The Collapse of American Power

In a recent column Paul Craig Roberts points out that

In his famous book, The Collapse of British Power (1972), Correlli Barnett reports that in the opening days of World War II Great Britain only had enough gold and foreign exchange to finance war expenditures for a few months. The British turned to the Americans to finance their ability to wage war. Barnett writes that this dependency signaled the end of British power.


The comparison to modern times is obvious. The United States had no money to finance the Afghanistan and Iraq wars and borrowed the entire amount, mainly from China and Japan. Historians may very well look back at this moment in our history as signaling the end of the American empire.

As I mentioned before, an organization is technically bankrupt when it is deep in debt and there is no foreseeable way it can ever pay off those debts.

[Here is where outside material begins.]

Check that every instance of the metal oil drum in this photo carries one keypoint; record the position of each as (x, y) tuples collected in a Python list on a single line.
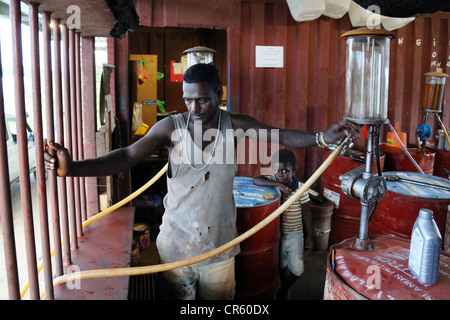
[(347, 211), (397, 159), (381, 273), (398, 210), (257, 263)]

Paul Craig Roberts goes on to say

Moreover, the GAO report pointed out that the accrued liabilities of the federal government "totaled approximately $53 trillion as of September 30, 2007." No funds have been set aside against this mind boggling liability.

The US "superpower" cannot even finance its own domestic operations, much less its gratuitous wars except via the kindness of foreigners to lend it money that cannot be repaid.

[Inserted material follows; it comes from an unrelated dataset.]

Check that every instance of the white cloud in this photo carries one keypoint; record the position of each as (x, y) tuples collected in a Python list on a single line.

The US will never repay the loans... The dollar is failing in its role as reserve currency and will soon be abandoned. When the dollar ceases to be the reserve currency, the US will no longer be able to pay its bills by borrowing more from foreigners.


By the way if you don't know who Paul Craig Roberts is, you might be tempted to think he is some sort of left wing "doom and gloom" radical who doesn't really know what he is talking about. Paul Craig Roberts was Assistant Secretary of the Treasury in the Reagan administration. He was Associate Editor of the Wall Street Journal editorial page and Contributing Editor of National Review. Scarry, isn't it?

1 comment:

Darrell's End Times said...

You make good points but, truth be told; America lost its moral power way before we lost our military power. And it is a power that we can reclaim but only after an extended soul search of ourselves.